Continuous glucose monitoring reduces the risk of hypoglycaemia

Studies carried out in the 1990s showed that controlling glucose levels through multiple doses of insulin reduced the risk of complications, but increased the risk of severe hypoglycaemia. New studies, led by professionals from the Diabetes Unit disproved these results.

It is essential for people with diabetes to maintain a good control of their blood glucose levels. In fact, it has been shown that the measurement and control of glucose through various doses of daily insulin reduces the incidence of complications, both microvascular –those that cause eye and kidney problems– and macrovascular –those that cause diseases such as strokes and heart attacks.

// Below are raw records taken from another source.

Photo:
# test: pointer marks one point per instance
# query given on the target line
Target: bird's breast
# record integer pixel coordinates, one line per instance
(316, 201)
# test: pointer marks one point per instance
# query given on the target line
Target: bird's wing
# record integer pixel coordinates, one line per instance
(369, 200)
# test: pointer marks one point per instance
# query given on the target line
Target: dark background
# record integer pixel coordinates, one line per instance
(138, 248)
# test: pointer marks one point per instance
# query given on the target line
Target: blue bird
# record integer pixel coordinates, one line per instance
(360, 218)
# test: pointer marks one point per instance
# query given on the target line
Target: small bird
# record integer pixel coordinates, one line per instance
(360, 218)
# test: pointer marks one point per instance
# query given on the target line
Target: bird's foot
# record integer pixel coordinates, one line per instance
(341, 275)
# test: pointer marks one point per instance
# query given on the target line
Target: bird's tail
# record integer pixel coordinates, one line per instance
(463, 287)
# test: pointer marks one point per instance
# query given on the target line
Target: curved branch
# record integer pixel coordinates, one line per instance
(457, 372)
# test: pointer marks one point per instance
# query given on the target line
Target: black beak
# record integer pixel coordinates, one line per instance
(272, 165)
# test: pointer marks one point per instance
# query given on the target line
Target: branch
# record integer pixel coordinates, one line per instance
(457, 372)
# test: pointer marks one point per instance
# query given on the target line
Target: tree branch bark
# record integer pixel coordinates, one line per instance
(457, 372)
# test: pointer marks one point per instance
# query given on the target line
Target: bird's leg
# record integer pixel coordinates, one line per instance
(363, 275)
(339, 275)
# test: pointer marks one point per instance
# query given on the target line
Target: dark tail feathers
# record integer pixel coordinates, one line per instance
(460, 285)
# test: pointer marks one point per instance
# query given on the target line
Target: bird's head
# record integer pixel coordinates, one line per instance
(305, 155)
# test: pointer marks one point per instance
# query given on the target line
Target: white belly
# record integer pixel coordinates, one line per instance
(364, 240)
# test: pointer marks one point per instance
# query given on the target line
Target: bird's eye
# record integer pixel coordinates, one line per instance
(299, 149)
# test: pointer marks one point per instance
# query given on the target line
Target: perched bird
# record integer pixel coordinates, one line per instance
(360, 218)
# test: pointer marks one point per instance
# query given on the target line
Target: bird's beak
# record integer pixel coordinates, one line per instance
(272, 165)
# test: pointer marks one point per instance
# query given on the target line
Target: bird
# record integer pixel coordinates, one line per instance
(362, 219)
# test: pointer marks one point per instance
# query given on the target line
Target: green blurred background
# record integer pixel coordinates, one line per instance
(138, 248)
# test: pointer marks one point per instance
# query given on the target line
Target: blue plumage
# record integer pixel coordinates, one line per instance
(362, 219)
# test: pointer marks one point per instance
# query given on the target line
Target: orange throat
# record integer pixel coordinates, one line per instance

Although controlling blood glucose levels with multiple doses of insulin prevents all these vascular events, it is believed that it also multiplies by three the risk of severe hypoglycaemia (the one that the patient cannot resolve themselves and requires the help of another person).

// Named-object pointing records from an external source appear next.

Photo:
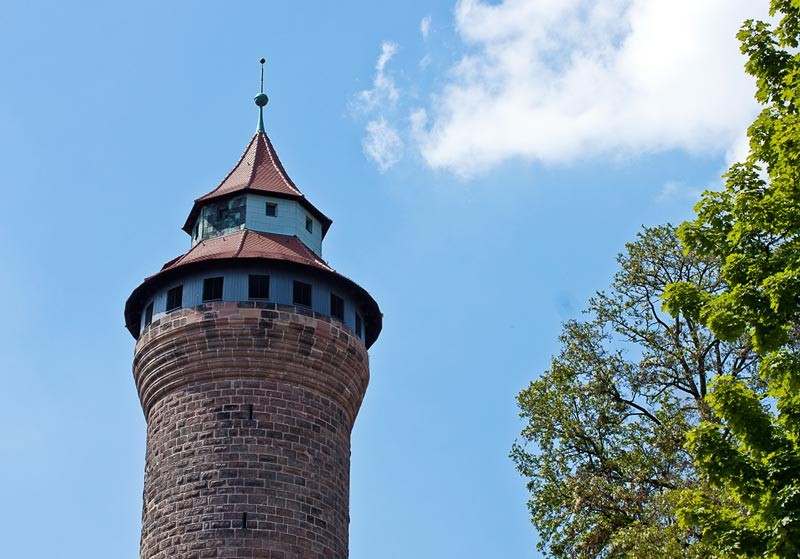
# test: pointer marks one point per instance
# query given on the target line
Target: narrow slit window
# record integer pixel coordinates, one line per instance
(302, 294)
(175, 298)
(212, 289)
(148, 314)
(258, 287)
(337, 306)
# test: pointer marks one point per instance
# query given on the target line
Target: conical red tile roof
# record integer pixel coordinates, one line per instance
(258, 170)
(250, 244)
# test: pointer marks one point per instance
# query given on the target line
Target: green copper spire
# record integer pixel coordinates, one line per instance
(261, 100)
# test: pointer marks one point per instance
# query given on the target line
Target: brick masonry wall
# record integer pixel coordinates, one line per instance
(249, 410)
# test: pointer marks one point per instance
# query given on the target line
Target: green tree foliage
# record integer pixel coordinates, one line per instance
(748, 449)
(604, 444)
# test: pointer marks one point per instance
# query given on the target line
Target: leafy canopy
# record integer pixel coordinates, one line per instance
(606, 425)
(747, 449)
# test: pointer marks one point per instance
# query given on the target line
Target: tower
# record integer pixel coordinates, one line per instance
(251, 364)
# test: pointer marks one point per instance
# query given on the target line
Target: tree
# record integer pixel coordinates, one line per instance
(603, 447)
(748, 449)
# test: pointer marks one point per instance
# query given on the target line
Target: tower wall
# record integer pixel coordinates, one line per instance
(249, 410)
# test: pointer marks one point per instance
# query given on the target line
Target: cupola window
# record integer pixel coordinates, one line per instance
(212, 289)
(148, 314)
(337, 306)
(258, 287)
(175, 298)
(301, 294)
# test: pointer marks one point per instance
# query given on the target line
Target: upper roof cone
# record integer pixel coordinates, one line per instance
(258, 170)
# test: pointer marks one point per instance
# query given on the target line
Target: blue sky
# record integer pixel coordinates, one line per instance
(483, 164)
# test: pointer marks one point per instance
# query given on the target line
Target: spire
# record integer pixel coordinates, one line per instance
(261, 100)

The marker that was used to demonstrate this relationship was glycosylated haemoglobin (HbA1c). HbA1c is the result of the binding of haemoglobin with glucose or other free carbohydrates. It is usually found in low amounts in blood, but it is present in higher quantities in diseases such as diabetes. In the studies cited above, an inverse relationship between glycosylated haemoglobin and severe hypoglycaemia was observed. That is, the lower the HbA1c levels, because of glucose control with insulin, the greater the risk of hypoglycaemia.

These conclusions have not been confirmed since these studies were carried out in the 1990s, regardless of the progress in the treatment and control of diabetes made since then. To demonstrate whether this risk of severe hypoglycaemia continued to exist, a new investigation was carried out, led by Dr. Marga Giménez of the Diabetes Unit at Hospital Clínic in Barcelona, in collaboration with Dr. Nick Oliver and his team at Imperial College of London.

The study analysed data from 448 patients with type 1 diabetes, both children and adults. The glucose levels of these patients were compared for 26 weeks, separating them into two groups. The study analysed the levels of capillary glycaemia in half of the patients using the traditional finger prick method. In the other half, however, glycaemia was analysed through Continuous Glucose Monitoring (CGM), a new system that uses a subcutaneous device.

The group that used CGM, showed a decrease of frequency and time in hypoglycaemia (with blood glucose values lower than 70mg/dl or 54 mg/dl). This changes the relationship previously established between HbA1c and hypoglycaemia. This new measurement system facilitates achieving better HbA1 values in blood (i.e. lower) without this leading to an increased risk of hypoglycaemia.